Sinner se impuso por 6-3 y 7-5 (1h.24') a Popyrin. Sin brillo, con la efectividad de costumbre. Una máquina que se pone en marcha desde el saque. Si le funciona, el italiano se agazapa silencioso, se siente seguro para esperar el momento de morder al resto.
Más cuando delante tenía a un rival que se caracteriza por su buen servicio. Sinner ganó 45 de 58 puntos con el suyo, no concedió una sola bola de 'break'. Él tuvo bastante con un par, que convirtió para llevarse el primer set y protagonizar el ataque definitivo con la rotura que le adelantó 6-5 para cerrar con todo a favor la clasificación.
Más exigencia aún le espera a Sinner en los cuartos de este jueves. Delante, el checo Jakub Mensik, recuperado a la lesión abdominal que provocó su baja en los octavos de final del Open de Australia, que no pudo jugar contra el serbio Novak Djokovic. Campeón en el inicio de curso del ATP de Auckland, ha ganado 10 de sus 12 encuentros.

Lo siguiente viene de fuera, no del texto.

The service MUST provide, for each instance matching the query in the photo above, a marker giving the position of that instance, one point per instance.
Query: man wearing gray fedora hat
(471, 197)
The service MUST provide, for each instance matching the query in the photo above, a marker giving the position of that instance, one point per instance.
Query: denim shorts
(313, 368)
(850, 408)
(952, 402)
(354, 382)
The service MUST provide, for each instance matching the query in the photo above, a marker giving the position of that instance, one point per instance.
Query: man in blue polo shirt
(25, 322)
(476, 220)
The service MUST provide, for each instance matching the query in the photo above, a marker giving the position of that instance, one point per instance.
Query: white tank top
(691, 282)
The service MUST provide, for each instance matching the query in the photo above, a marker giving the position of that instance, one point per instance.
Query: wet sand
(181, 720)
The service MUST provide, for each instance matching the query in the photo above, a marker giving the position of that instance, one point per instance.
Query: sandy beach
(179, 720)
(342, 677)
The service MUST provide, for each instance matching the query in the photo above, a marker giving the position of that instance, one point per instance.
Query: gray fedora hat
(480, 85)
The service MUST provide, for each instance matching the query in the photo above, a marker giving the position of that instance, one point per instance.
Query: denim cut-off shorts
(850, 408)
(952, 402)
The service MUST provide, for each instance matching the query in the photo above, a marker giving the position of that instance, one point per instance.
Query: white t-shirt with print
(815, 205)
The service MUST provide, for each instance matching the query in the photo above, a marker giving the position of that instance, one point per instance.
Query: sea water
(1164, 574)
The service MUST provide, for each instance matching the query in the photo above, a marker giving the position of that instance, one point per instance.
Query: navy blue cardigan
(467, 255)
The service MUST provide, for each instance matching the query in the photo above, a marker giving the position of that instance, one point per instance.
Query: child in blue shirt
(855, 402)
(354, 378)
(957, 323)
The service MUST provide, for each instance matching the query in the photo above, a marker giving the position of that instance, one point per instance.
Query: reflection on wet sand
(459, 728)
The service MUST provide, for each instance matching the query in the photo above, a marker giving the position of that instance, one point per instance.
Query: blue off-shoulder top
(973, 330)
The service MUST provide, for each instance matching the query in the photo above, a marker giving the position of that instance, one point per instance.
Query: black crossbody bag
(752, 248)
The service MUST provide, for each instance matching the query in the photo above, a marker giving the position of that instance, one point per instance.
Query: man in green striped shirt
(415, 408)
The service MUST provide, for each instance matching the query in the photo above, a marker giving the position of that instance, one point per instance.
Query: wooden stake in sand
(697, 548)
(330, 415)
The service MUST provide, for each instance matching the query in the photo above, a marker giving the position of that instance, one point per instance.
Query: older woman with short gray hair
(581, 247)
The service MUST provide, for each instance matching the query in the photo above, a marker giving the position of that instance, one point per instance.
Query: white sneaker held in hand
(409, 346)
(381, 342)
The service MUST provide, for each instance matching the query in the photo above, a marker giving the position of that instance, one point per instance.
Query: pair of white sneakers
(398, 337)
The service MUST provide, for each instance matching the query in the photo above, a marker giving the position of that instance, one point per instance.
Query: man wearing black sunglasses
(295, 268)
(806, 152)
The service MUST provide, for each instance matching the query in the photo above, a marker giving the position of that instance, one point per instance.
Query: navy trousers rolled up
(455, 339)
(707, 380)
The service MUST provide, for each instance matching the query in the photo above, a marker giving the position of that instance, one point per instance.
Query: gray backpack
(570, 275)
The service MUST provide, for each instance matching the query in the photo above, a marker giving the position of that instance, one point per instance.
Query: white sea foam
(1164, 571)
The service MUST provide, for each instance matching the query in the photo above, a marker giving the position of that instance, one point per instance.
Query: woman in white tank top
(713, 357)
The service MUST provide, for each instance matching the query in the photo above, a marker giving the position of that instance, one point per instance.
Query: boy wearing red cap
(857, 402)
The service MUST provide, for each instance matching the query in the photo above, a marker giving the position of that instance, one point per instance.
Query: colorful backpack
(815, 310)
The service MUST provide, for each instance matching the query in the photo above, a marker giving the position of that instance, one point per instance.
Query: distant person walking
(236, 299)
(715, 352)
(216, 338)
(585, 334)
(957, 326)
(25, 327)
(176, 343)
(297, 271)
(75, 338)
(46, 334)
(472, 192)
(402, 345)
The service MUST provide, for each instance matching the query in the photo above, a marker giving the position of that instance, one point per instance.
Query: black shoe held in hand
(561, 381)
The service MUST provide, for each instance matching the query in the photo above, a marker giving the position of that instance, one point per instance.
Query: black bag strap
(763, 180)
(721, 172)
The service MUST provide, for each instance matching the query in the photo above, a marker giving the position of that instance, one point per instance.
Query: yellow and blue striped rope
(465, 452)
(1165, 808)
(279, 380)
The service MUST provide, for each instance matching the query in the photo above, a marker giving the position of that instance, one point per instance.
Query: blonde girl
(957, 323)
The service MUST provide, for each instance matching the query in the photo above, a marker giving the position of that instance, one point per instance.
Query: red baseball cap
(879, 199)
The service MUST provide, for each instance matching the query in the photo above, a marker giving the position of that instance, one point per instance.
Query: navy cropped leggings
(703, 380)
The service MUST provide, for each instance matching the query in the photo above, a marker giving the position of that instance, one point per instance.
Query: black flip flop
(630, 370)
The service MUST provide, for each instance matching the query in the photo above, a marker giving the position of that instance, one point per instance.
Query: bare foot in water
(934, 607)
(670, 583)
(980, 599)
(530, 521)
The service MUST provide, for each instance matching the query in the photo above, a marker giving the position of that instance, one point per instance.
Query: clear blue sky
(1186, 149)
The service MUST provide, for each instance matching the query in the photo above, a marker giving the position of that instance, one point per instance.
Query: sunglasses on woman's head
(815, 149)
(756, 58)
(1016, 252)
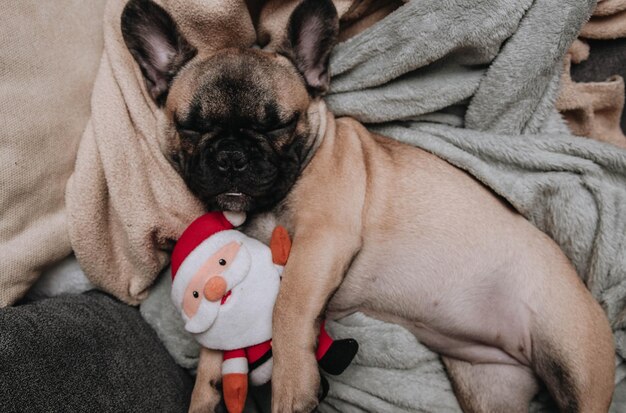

A sus 20 años, 16º ATP, Mensik representa un peligro mayúsculo, especialmente en pista dura, que también es el territorio natural de Sinner, que no tiene referencias en partido oficial con su nuevo adversario centroeuropeo. Partido inédito.
Sinner finiquitó a Popyrin manteniendo la racha de ganar con cierta comodidad a los rivales claramente inferiores. Su racha contra oponentes fuera del top-50, es de 50-0. Comenzó después de perder ante Dusan Lajovic en Cincinnati 2023. Mensik superó al chino Zhizhen Zhang por 6-3 y 6-2. Muy, muy interesante.